The California Legislative Analyst's Office provided an estimate of net state and local government fiscal impact for Proposition 220. That estimate was:
- "Unknown net fiscal impact to the state from consolidation of superior and municipal courts. To the extent that most courts choose to consolidate, there would likely be annual net savings in the millions to tens of millions of dollars in the long term."
- "The California Constitution provides for superior and municipal courts, referred to as the state's "trial courts." Currently, the state and the counties pay for the operation of the trial courts. Recent changes in law require that the state pay for all future increases in operating costs, beginning on July 1, 1997.
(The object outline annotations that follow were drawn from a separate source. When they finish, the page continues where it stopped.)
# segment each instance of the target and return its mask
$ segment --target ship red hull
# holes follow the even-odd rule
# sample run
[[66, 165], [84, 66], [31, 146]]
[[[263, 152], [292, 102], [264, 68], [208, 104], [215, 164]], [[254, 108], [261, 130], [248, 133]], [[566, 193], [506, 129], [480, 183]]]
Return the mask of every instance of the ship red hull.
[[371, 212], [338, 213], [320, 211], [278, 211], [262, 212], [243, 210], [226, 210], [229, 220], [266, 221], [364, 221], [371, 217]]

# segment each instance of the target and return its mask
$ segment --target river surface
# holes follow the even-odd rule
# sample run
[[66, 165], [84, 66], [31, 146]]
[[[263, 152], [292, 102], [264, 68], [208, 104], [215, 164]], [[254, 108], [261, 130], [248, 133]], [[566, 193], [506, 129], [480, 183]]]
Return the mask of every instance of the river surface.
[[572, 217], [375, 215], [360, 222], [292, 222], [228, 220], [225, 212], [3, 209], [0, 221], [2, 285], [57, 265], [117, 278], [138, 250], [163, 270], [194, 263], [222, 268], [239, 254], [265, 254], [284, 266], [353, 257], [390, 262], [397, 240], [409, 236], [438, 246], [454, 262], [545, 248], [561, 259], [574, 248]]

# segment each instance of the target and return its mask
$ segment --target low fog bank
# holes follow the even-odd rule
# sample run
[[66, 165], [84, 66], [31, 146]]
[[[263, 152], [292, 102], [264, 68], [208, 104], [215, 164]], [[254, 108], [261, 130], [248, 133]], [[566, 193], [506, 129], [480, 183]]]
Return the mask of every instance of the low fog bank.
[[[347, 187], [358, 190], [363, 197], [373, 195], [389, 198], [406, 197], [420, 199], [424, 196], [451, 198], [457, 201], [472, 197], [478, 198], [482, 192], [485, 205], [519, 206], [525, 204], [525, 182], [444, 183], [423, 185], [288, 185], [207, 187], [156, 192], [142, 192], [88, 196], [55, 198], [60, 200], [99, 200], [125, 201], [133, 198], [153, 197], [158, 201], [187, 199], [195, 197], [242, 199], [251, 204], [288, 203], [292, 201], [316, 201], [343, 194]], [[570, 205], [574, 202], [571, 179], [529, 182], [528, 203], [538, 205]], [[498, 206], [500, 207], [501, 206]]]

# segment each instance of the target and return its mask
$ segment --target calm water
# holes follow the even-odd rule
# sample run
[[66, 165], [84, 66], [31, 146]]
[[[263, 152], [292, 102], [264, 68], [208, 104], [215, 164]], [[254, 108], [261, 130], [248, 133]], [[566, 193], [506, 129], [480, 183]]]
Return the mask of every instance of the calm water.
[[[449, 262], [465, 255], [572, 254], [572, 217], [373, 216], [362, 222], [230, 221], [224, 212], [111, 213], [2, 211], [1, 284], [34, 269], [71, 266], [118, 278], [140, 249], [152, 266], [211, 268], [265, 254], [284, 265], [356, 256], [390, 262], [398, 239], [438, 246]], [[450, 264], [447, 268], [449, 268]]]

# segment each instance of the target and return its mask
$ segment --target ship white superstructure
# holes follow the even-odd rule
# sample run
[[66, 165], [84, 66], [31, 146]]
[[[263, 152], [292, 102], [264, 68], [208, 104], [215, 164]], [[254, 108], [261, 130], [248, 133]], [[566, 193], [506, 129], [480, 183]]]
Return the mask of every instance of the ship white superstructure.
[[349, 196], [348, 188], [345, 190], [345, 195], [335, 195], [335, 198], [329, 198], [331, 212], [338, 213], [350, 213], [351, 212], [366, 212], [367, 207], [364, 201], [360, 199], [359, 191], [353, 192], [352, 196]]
- Superior courts generally handle cases involving felonies, family law (for example, divorce cases), juvenile law, civil lawsuits involving more than $25,000, and appeals from municipal court decisions. Each of the state's counties has a superior court. Currently, there are 805 superior court judgeships.
- Municipal courts generally handle misdemeanors and infractions and most civil lawsuits involving disputes of $25,000 or less. Counties are divided into municipal court districts based on population. Currently, there are 675 municipal court judgeships.
- Current law requires trial courts to improve their operations in a variety of ways. For example, judges of either court may hear both superior and municipal court cases and staff can be shared between the superior and municipal courts within a county."
Path to the ballot
Proposition 220 was voted onto the ballot by the California State Legislature via SCA 4.